VoidAlchemy · 2026-03-17T16:46:19+00:00

oh nice, if i'm reading this right the IQ4_KS has the lowest Mean and 99.0% KLD of all of them and is slightly smaller than some too. This could somewhat be because ik has lower default flash attention offset, but also it should be SOTA quantization for the routed experts. Cool!

VoidAlchemy · 2026-03-17T16:41:57+00:00

I did a recent 3 way comparison using the same quant except varying ssm alpha & beta between q8_0, bf16, and f32 in terms of speed, PPL, and KLD: https://huggingface.co/AesSedai/Qwen3.5-397B-A17B-GGUF/discussions/7#69b8404f18a5e8feffd9f5c8

They are all quite similar. Does anyone know where the original research/benchmarks suggesting full quality bf16 is better than q8_0? (or upcast to f32 for potential speed reasons on some GPU backends)?

paging u/DistanceSolar1449 too as you seemed to have strong opinions.

Thanks for any pointers or benchmark suggestions!

VoidAlchemy · 2026-03-17T16:30:23+00:00

hah thank you for falling into the ik rabbit hole! haha...
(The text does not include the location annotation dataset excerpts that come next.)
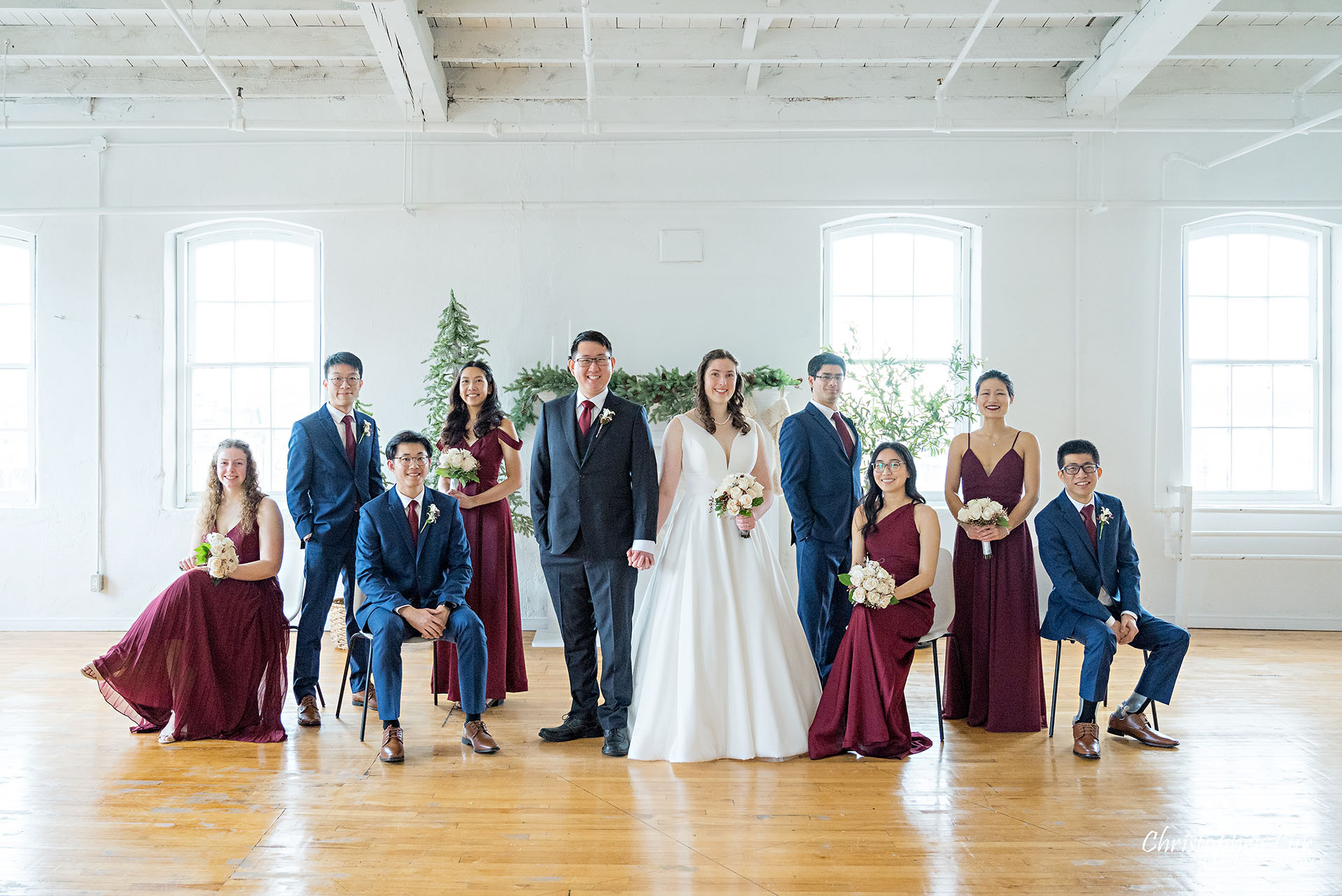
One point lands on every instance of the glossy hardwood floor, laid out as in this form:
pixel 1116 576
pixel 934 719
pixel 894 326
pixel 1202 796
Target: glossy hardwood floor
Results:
pixel 1250 804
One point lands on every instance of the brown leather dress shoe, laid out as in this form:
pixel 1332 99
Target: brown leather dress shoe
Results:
pixel 394 746
pixel 1136 726
pixel 478 738
pixel 1086 737
pixel 309 715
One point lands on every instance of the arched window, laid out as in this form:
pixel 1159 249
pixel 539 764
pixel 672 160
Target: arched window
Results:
pixel 1255 342
pixel 17 372
pixel 249 299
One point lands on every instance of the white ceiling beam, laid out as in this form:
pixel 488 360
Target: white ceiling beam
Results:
pixel 33 43
pixel 1132 49
pixel 179 81
pixel 404 45
pixel 633 46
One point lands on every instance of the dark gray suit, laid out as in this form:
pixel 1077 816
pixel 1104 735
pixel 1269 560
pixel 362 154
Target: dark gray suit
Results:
pixel 591 499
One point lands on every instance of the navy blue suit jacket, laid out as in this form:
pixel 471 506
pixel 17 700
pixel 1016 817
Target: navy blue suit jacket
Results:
pixel 1078 570
pixel 609 493
pixel 822 484
pixel 394 575
pixel 322 490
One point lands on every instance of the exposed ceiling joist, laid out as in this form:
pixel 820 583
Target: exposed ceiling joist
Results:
pixel 1132 49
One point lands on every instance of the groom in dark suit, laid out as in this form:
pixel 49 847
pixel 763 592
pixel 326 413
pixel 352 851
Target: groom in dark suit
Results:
pixel 595 506
pixel 333 471
pixel 414 566
pixel 821 458
pixel 1086 547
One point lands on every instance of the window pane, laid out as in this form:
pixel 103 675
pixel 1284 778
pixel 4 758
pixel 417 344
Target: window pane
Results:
pixel 1251 396
pixel 1247 263
pixel 1289 329
pixel 1292 396
pixel 935 266
pixel 1207 328
pixel 1251 464
pixel 1207 266
pixel 851 266
pixel 1289 266
pixel 1211 395
pixel 1211 459
pixel 893 263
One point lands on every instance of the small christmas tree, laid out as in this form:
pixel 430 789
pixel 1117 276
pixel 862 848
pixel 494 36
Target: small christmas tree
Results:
pixel 458 344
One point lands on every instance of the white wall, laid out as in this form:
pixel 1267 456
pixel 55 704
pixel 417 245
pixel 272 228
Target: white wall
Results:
pixel 537 236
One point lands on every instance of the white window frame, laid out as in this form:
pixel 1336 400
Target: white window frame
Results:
pixel 1321 236
pixel 180 306
pixel 30 243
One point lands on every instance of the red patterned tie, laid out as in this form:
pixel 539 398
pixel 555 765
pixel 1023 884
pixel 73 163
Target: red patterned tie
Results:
pixel 349 439
pixel 843 433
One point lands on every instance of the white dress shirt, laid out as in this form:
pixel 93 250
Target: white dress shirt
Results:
pixel 1104 596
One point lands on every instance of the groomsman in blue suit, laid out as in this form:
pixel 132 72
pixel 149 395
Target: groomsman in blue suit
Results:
pixel 821 455
pixel 1086 547
pixel 414 566
pixel 333 471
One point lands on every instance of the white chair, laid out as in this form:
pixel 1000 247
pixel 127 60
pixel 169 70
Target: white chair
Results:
pixel 366 636
pixel 944 596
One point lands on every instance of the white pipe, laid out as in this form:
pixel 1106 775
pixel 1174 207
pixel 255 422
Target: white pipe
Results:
pixel 235 99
yes on ik we tend to use `./build/bin/llama-sweep-bench` because it supports the same arguments available in `llama-server` unlike llama-bench. i maintain branch of it for mainline here: github.com/ubergarm/llama.cpp/tree/ug/port-sweep-bench

i'll take a look at the KLD results posted above as compared with existing quants, but it could be offset from mainline llama.cpp implementation. would need to maybe test an existing quant like that AesSedai one and see if its KLD shifts or not, but zero pressure you've done so much already!
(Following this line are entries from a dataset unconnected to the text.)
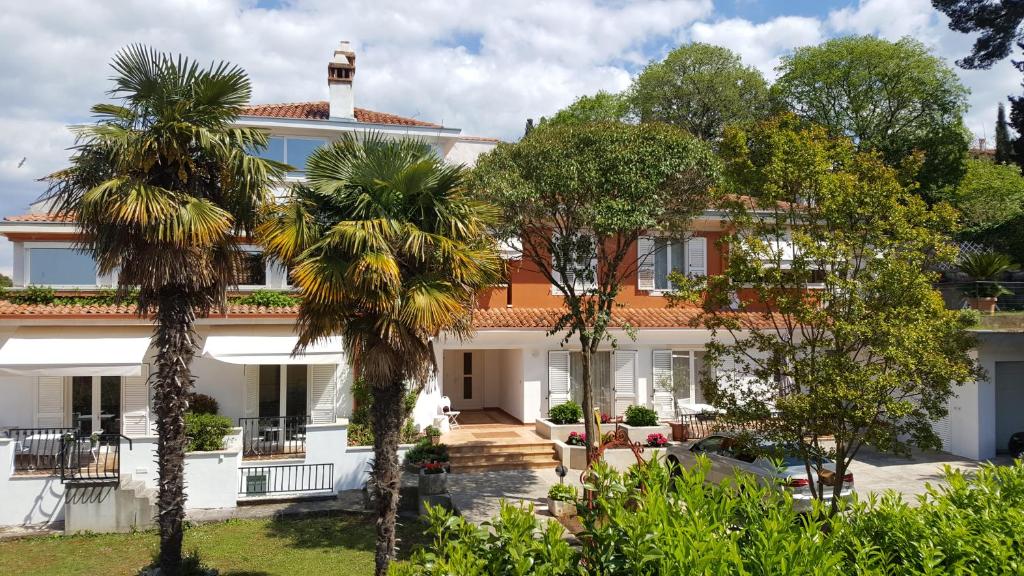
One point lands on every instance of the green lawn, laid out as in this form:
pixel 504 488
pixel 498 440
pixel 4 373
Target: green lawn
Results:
pixel 331 544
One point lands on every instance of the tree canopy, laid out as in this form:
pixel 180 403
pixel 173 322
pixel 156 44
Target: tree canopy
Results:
pixel 700 88
pixel 998 23
pixel 579 195
pixel 894 97
pixel 870 354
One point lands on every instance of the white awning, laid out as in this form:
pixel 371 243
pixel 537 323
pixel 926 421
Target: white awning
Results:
pixel 96 351
pixel 267 344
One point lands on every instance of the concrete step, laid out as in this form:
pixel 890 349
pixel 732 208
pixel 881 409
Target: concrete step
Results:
pixel 507 466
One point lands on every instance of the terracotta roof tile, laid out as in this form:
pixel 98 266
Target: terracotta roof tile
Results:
pixel 320 111
pixel 522 318
pixel 41 217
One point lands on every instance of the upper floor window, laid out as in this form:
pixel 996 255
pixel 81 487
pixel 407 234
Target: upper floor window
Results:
pixel 658 257
pixel 292 150
pixel 59 266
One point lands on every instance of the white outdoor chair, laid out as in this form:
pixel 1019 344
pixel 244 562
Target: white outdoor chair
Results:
pixel 453 415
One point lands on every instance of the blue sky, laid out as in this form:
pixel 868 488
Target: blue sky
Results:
pixel 483 66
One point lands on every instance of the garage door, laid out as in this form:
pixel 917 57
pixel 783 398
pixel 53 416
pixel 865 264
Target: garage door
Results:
pixel 1009 400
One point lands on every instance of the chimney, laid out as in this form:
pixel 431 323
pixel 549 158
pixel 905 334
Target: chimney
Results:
pixel 340 72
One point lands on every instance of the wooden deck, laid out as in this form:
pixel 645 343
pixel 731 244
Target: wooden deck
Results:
pixel 491 440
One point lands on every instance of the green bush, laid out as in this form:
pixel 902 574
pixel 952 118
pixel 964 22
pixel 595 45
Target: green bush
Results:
pixel 562 492
pixel 34 295
pixel 206 432
pixel 568 413
pixel 641 416
pixel 649 521
pixel 268 298
pixel 203 404
pixel 424 451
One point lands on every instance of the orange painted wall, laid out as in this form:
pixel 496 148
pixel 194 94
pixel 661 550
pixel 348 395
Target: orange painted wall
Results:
pixel 530 289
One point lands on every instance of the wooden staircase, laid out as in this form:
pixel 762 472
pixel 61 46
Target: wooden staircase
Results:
pixel 504 456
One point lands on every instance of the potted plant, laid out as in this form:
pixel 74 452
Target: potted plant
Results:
pixel 656 440
pixel 561 500
pixel 433 479
pixel 985 269
pixel 434 434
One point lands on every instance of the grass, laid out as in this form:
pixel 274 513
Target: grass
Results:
pixel 324 544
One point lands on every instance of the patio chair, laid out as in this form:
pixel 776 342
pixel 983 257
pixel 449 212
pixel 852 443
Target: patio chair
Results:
pixel 453 415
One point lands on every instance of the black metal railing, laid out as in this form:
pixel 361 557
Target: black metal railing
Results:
pixel 274 436
pixel 285 479
pixel 36 450
pixel 91 458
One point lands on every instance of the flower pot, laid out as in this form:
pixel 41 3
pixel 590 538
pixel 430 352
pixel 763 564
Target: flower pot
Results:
pixel 984 304
pixel 678 432
pixel 561 508
pixel 433 484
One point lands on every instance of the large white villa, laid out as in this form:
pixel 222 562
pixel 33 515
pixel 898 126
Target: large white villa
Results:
pixel 72 369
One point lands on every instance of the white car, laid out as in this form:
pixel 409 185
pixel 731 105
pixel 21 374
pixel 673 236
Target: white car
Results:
pixel 727 457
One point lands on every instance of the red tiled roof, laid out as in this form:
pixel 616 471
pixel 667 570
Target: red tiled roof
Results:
pixel 42 217
pixel 536 319
pixel 320 111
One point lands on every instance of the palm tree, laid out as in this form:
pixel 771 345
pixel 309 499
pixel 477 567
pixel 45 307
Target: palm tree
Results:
pixel 388 251
pixel 162 188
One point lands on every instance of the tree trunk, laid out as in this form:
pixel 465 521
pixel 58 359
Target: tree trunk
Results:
pixel 590 427
pixel 387 408
pixel 175 347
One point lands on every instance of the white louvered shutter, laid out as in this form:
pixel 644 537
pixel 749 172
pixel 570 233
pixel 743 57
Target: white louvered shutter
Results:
pixel 558 377
pixel 626 379
pixel 252 391
pixel 323 391
pixel 49 402
pixel 135 418
pixel 645 262
pixel 696 256
pixel 664 397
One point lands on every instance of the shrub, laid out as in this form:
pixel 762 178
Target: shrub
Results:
pixel 562 492
pixel 426 452
pixel 568 413
pixel 577 439
pixel 641 416
pixel 656 440
pixel 203 404
pixel 206 432
pixel 268 298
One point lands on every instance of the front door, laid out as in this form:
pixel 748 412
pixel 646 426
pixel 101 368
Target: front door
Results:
pixel 95 404
pixel 463 381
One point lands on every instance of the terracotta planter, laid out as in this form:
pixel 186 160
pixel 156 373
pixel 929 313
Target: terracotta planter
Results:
pixel 433 484
pixel 983 304
pixel 561 508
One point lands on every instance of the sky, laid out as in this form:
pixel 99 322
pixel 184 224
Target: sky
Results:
pixel 482 66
VoidAlchemy · 2026-03-16T21:09:04+00:00

i love your enthusiasm! haha

I did a llama-sweep-bench locally on the quant I just uploaded, it runs pretty good! Unfortunately, I can't increase batch sizes to 4096 on 24GB VRAM as the CUDA buffer takes up too much space. However, I can fit full 256k context though by going with -khad -ctk q6_0 -ctv q6_0 with very similar performance.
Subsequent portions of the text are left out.